Before that, when we sorted our closets, we would give out clothes we no longer wear to family members, friends, or associations. Now, first instinct is to try to sell it. Sites like Vinted or Vestiaire Collective compete with us, Explains Véronique Magnaux, president of the Emmaüs community in Rodez and Villefranche-de-Rouergue. Individual donations are decreasing and the quality is lower. However, our comrades’ business is harvesting, sorting, and reselling. This is what makes us live, our only means of making a living because we have no state support.”
Disposable fashion scourge
In addition to these individual sale sites, major retailers and ready-to-wear giants have sniffed a vein and entered the breach by creating dedicated corners for used products or by taking back old clothes for their customers in exchange for vouchers… to buy new! An excellent example of green washing. Beyond the stated ambition to be part of an ecological and virtuous approach, these brands are tapping into this new lever for growth, encouraging consumption, especially among young people with low purchasing power.
The latter can only be tempted by fast fashion, whose brands can release up to 36 collections per year, compared to 4 for a classic fashion brand. They offer many fashionable models at low prices that allow you to regularly replenish your wardrobe. But for what social and environmental consequences? “We buy a lot of cheap clothes that we wear very little because they are often poorly cut and without clothes. The result: we resell them or throw them away. What a waste!, Solange attacks Solier, who has run Parallèle merchandise store in Rodez for nearly thirty years.
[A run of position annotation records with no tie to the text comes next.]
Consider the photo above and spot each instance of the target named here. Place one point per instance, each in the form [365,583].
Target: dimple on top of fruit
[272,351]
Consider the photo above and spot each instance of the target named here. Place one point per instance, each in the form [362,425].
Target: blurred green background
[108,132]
It’s better to have fewer things in your closet, but the quality remains constant.” An opinion shared by Malika Farines who opened the thrift store C’est Rococo in Rodez a year ago: “When you see brands like Shein selling a dress for €5 and still making a profit on it, help! These are disposable clothes, made by miners who work 12 hours a day for a pittance. I know, but we all close our eyes.”
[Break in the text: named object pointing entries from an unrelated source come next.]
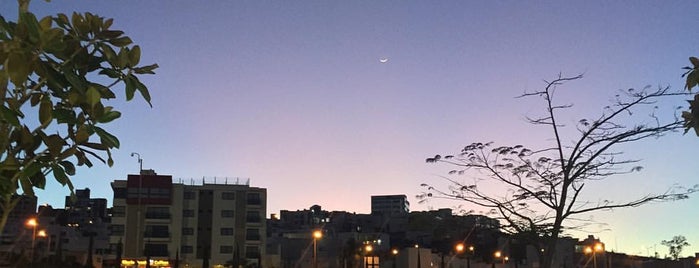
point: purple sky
(293, 96)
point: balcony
(157, 236)
(158, 217)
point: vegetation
(538, 193)
(691, 117)
(56, 75)
(675, 245)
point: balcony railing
(158, 216)
(156, 235)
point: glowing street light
(33, 223)
(317, 234)
(597, 247)
(459, 248)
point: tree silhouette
(675, 245)
(537, 192)
(691, 117)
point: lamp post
(394, 254)
(460, 248)
(597, 247)
(317, 234)
(138, 210)
(499, 255)
(32, 222)
(44, 234)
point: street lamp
(33, 223)
(460, 248)
(44, 234)
(597, 247)
(138, 210)
(394, 253)
(317, 234)
(499, 255)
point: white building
(215, 222)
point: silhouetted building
(82, 209)
(16, 237)
(389, 205)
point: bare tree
(537, 194)
(676, 245)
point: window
(188, 213)
(157, 213)
(156, 250)
(187, 231)
(252, 252)
(189, 195)
(117, 229)
(119, 193)
(226, 231)
(228, 195)
(226, 249)
(157, 231)
(159, 193)
(252, 234)
(227, 213)
(119, 211)
(253, 216)
(254, 199)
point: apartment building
(390, 205)
(212, 223)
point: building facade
(210, 224)
(390, 205)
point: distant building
(390, 205)
(17, 236)
(212, 223)
(81, 209)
An increasingly large section of the younger generation, aware of environmental issues, finds happiness in the old-fashioned flea shops in downtown Rhodes selling clothing and accessories from the 1960s to the 2000s. Prices sometimes equate to new items, but this corresponds to a new style of clothing for teens that gives them a second life. “Parents can’t get past seeing them dig in their tanks, Malika Farines says: We are dealers of used clothes. A dress is like a piece of furniture, the older it is, the more valuable it is. A piece of Louis XV furniture cannot be sold for the price of an IKEA piece of furniture. A 1950s dress would never cost $20.”
second hand deal
In the past, we produced less than today, and with the success of second-hand clothing, some particularly desirable pieces have become rare and therefore expensive. “You can see the T-shirts for 50 euros each. And some thrift store chains sell a kilo of clothes for 45 euros, they have been abused”, Malika Farines protests. Traders see the second hand as a blessing : “Some come to buy in Emmaüs at a low price to resell at two to three times higher, cVéronique Magnaux of Emmaüs notes. But the sun rises for everyone, and fortunately, we have loyal supporters of our sales rooms, sensitive to the cause, our values, and our work.”
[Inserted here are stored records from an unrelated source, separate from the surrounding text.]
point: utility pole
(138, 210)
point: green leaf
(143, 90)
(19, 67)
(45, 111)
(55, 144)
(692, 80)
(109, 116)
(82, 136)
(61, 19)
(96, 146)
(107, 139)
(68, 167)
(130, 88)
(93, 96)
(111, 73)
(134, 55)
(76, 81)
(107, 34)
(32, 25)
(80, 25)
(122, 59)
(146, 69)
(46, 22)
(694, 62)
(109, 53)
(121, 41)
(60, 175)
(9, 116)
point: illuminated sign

Like all fashions, second hand has its drawbacks. Buying used things does not necessarily mean you have to be vigilant, on the contrary. For some, this is a way to get rid of guilt … and to consume more. However, if products, even used ones, are accumulated, profits are nil. “The cheaper it is, the more we buy, Marion Dunnett, at the helm of the old thrift store Les Jolies Fripes in Rodez, regrets. You need to be careful, be less impulsive, think before buying and always ask yourself if you really need this item. ” A question that allows you to move from the state of the consumer to the state of “consumer”.